Former currency of Iraq

The Swiss dinar (دينار سويسري) was the Iraqi currency in circulation prior to the 1990 Gulf War.

==Name==
While the reason for the adjective "Swiss" is unknown, two possible explanations have been offered.

It has been claimed the printing plates for the currency came from Switzerland, although the notes were actually produced in the United Kingdom by De La Rue. While this claim is widespread, the actual origins of the plates are unknown as no sources close to De La Rue or the Central Bank of Iraq have made any comment on the matter.

The second possible explanation is that prior to the Gulf War, Iraq was historically a low inflation country, similar to Switzerland.

==History==
===Inter-war period===
After the Gulf War, the Iraqi government disendorsed the old currency, favoring newly printed Saddam dinars, and the Swiss dinar ceased to be legal tender. However, the old currency still circulated in the politically isolated Kurdistan region of Iraq. The government of the Kurdistan region did not have the printing plates of the Swiss dinar, but it also refused to accept lower-quality Saddam dinar banknotes (which were issued in huge amounts). Since the supply of Saddam dinar banknotes increased while the supply of Swiss dinar banknotes remained stable (even decreased because of notes taken out of circulation), the Swiss dinar appreciated against the Saddam dinar. By having its own stable currency, the Kurdistan Region of Iraq effectively evaded inflation, which ran rampant throughout the rest of the country.

===Post-war===
Following the 2003 invasion the Coalition Provisional Authority, installed by the Coalition Forces, determined that Iraq needed a new, unified currency, but establishing a proper exchange rate was relatively difficult. The market exchange rate for Saddam dinars to Swiss dinars remained around 100:1 from 1998 to January 2002, but as the invasion ensued, the Kurdish currency appreciated to 300:1, and subsequently fell to 250:1. After further investigation, the Coalition Provisional Authority determined that it would be best to equate the two currencies by purchasing power parity, which was around 100:1. After researching further, the Coalition decided to adopt an official rate between the market rate and the PPP rate, officially pegging the currency at 150 Saddam dinars per Swiss dinar.

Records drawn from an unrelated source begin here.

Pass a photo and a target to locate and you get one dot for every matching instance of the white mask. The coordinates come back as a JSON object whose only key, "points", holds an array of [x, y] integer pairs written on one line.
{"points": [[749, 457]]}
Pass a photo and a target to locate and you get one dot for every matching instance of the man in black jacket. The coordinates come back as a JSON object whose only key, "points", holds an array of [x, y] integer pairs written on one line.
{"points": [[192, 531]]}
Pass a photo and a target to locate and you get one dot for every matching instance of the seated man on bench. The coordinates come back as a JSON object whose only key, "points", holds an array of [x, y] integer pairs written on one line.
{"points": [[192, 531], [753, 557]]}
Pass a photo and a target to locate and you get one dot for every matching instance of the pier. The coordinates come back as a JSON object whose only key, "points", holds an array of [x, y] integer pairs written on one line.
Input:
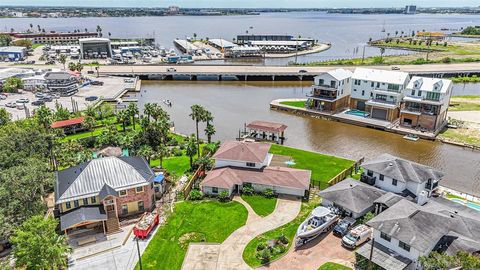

There were two proposed methods to unify the currencies. The first would be to print a new set of Swiss dinar notes and distribute them among the south. However, this would result in 80% of the population needing to exchange the Saddam dinar notes for Swiss dinars. Since printing more Saddam dinar notes was not politically favored, after consulting with a currency expert, the Coalition decided to alter the Swiss dinar plates to the Saddam dinar denominations. This would allow the least amount of currency exchange, but also take Saddam's image off the currency. The new Swiss currency was created in a different color to differentiate from the old currency.

Reportedly, the exchange was relatively swift and without incident, with the exception of two failed attacks on currency convoys.